Academic Business Incubators offer the possibility of setting up a Trial Company, without registering a business. The pre-incubation model (Non-ZUS Business) involves using the legal personality of Academic Business Incubators by first-time entrepreneurs for the purpose of setting up their business. 

In addition to accounting and legal support, the offer includes using the offices of Academic Business Incubators, consultations with experts, training, mentor support, and other support. 

In 2005, the nationwide network of Academic Business Incubators had 12 incubators, while in 2015 there were 56. 

In 2006, there were 300 start-ups in the Incubators. In 2015, there were 2,300. 

Academic Business Incubators is Europe’s leading start-up organisation, setting trends in Poland and abroad, which, together with the Business Link network and the Seed Capital fund, forms a start-up ecosystem comparable to the Google ecosystem. 
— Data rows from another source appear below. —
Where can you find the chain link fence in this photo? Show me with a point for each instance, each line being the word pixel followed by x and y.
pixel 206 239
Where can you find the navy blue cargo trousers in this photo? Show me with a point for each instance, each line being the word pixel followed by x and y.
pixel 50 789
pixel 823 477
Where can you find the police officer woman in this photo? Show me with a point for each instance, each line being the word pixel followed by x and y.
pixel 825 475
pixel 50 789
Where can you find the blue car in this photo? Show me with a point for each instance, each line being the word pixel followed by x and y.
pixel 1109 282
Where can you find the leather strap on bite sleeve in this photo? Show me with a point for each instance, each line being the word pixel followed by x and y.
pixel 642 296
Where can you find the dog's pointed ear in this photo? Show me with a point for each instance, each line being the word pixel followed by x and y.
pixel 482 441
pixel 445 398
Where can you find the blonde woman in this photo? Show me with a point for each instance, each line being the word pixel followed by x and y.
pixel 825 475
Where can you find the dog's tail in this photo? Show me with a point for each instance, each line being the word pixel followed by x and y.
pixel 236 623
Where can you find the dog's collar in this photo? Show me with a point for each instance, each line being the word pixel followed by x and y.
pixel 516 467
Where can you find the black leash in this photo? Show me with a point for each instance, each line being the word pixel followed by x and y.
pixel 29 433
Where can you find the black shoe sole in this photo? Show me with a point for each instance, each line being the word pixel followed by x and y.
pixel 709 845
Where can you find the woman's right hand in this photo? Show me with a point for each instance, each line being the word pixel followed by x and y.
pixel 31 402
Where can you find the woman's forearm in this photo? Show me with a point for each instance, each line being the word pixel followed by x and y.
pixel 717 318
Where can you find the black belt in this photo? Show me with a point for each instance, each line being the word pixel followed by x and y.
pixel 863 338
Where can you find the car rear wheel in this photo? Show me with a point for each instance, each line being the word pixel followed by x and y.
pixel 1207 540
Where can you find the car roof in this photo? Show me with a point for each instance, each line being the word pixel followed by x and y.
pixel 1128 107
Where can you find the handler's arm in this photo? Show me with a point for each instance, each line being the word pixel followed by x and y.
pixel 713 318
Since 2004, thanks to Academic Business Incubators, more than 12,000 companies have been created, including well-known brands such as,, MISBHV, Key2Print, and Glov. 

Employment Offices

Employment Offices offer funding support for starting a business (see 3.9) – this is a form of support provided to the unemployed. The amount of funding is specified in a contract, but cannot be higher than 6 times the average salary,(i.e. PLN 25 533 as at December 2017, PLN 29 035 as at September 2019, PLN 31 988 as at June 2020). As of 2022 the highest possible amount of the loan is PLN 36 000, as of 2023 – 38 880. The aid is non-repayable, provided that the conditions specified in the contract are fulfilled.  

Those who meet the criteria set out in the Act of 13 June 2003 on Social Employment (Journal of Laws (Dz.U.) of 2003, No. 122, item 1143, as amended) may receive funds for the establishment of a social co-operative (e.g. persons coming out of homelessness, alcohol and drug addicts, mentally ill persons, long-term unemployed, disabled). 

Some Employment Offices run schemes which offer funding to young people (aged 18 to 30) for the running of a business. An example is the scheme “Activation of unemployed young people in Warsaw (II)” co-financed by the European Social Fund under the Knowledge Education Development Operational Programme, Sub-measure 1.1.1.